DP15859 Optimal Transport of Information
|Author(s):||Anna Cieslak, Semyon Malamud, Andreas Schrimpf|
|Publication Date:||February 2021|
|Date Revised:||March 2021|
|Keyword(s):||Bayesian persuasion, information design, signalling|
|Programme Areas:||Financial Economics|
|Link to this Page:||cepr.org/active/publications/discussion_papers/dp.php?dpno=15859|
We study the general problem of Bayesian persuasion (optimal information design) with continuous actions and continuous state space in arbitrary dimensions. First, we show that with a finite signal space, the optimal information design is always given by a partition.

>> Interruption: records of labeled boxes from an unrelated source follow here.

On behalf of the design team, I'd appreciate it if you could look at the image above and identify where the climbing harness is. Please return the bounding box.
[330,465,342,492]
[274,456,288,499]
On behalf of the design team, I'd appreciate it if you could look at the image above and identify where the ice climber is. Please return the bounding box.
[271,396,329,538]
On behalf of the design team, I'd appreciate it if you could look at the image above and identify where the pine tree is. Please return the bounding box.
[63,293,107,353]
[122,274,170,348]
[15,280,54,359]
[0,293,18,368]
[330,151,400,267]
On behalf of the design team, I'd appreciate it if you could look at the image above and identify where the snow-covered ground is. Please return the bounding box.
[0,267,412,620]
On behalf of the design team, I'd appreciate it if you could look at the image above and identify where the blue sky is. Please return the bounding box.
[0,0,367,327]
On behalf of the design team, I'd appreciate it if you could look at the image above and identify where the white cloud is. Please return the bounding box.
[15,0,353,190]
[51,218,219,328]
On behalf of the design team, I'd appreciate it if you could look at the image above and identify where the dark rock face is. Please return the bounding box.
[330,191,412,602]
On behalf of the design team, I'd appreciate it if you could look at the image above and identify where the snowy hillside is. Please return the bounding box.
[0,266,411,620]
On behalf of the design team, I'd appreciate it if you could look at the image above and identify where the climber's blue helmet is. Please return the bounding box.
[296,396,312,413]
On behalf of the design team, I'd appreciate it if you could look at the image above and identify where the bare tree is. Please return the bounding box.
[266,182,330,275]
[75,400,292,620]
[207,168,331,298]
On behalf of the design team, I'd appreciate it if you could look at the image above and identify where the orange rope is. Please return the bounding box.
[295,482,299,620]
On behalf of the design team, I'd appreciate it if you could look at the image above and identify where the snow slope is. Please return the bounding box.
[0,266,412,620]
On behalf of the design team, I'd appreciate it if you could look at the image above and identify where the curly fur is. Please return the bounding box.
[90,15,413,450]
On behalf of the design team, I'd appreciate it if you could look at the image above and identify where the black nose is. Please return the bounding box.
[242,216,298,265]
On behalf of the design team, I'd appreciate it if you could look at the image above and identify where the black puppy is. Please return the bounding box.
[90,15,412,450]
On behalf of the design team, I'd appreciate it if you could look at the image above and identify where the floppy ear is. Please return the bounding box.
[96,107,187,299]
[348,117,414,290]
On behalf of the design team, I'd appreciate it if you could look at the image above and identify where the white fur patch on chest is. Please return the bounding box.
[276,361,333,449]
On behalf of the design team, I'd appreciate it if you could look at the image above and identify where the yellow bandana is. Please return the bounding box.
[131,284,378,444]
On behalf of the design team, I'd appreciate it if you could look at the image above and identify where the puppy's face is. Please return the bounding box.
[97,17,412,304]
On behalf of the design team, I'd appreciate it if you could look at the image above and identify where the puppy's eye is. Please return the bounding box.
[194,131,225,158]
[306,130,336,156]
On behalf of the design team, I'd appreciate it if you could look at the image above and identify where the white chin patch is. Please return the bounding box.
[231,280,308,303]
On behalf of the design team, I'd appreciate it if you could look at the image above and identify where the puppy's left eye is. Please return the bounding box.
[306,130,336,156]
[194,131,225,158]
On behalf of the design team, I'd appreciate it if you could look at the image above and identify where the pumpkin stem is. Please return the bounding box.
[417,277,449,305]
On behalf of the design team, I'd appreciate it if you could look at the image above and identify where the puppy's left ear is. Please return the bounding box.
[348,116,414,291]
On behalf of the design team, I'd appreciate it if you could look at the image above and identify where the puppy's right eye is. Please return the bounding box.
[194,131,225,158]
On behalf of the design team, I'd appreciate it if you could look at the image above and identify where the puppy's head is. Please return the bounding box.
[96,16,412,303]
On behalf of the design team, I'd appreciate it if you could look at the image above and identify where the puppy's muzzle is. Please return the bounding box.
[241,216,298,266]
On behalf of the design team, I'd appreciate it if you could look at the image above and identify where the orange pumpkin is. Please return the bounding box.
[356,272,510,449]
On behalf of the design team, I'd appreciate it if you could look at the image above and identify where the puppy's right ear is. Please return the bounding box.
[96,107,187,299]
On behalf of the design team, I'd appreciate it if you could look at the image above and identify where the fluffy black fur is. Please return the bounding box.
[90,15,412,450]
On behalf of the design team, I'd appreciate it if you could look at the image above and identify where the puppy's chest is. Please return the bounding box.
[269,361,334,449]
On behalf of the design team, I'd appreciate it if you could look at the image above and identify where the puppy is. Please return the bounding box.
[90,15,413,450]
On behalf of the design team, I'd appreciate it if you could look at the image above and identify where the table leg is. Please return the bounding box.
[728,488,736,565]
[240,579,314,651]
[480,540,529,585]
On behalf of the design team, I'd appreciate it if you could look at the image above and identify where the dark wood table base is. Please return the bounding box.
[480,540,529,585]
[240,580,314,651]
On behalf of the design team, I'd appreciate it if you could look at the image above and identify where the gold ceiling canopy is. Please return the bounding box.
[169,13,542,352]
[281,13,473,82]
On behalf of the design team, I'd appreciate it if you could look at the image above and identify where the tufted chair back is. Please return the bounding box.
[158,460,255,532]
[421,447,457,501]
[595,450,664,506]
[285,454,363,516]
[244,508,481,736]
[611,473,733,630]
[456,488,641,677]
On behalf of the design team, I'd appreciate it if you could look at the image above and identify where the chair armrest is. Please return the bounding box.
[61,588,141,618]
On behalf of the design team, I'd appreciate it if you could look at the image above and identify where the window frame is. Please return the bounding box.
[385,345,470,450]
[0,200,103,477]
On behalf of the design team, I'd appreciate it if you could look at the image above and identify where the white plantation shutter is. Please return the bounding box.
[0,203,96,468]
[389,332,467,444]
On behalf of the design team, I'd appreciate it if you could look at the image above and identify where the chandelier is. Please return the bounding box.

Second, we take the limit of an infinite signal space and characterize the solution in terms of a Monge-Kantorovich optimal transport problem with an endogenous information transport cost. We use our novel approach to: 1. Derive necessary and sufficient conditions for optimality based on Bregman divergences for non-convex functions. 2. Compute exact bounds for the Hausdorff dimension of the support of an optimal policy. 3. Derive a non-linear, second-order partial differential equation whose solutions correspond to regular optimal policies. We illustrate the power of our approach by providing explicit solutions to several non-linear, multidimensional Bayesian persuasion problems.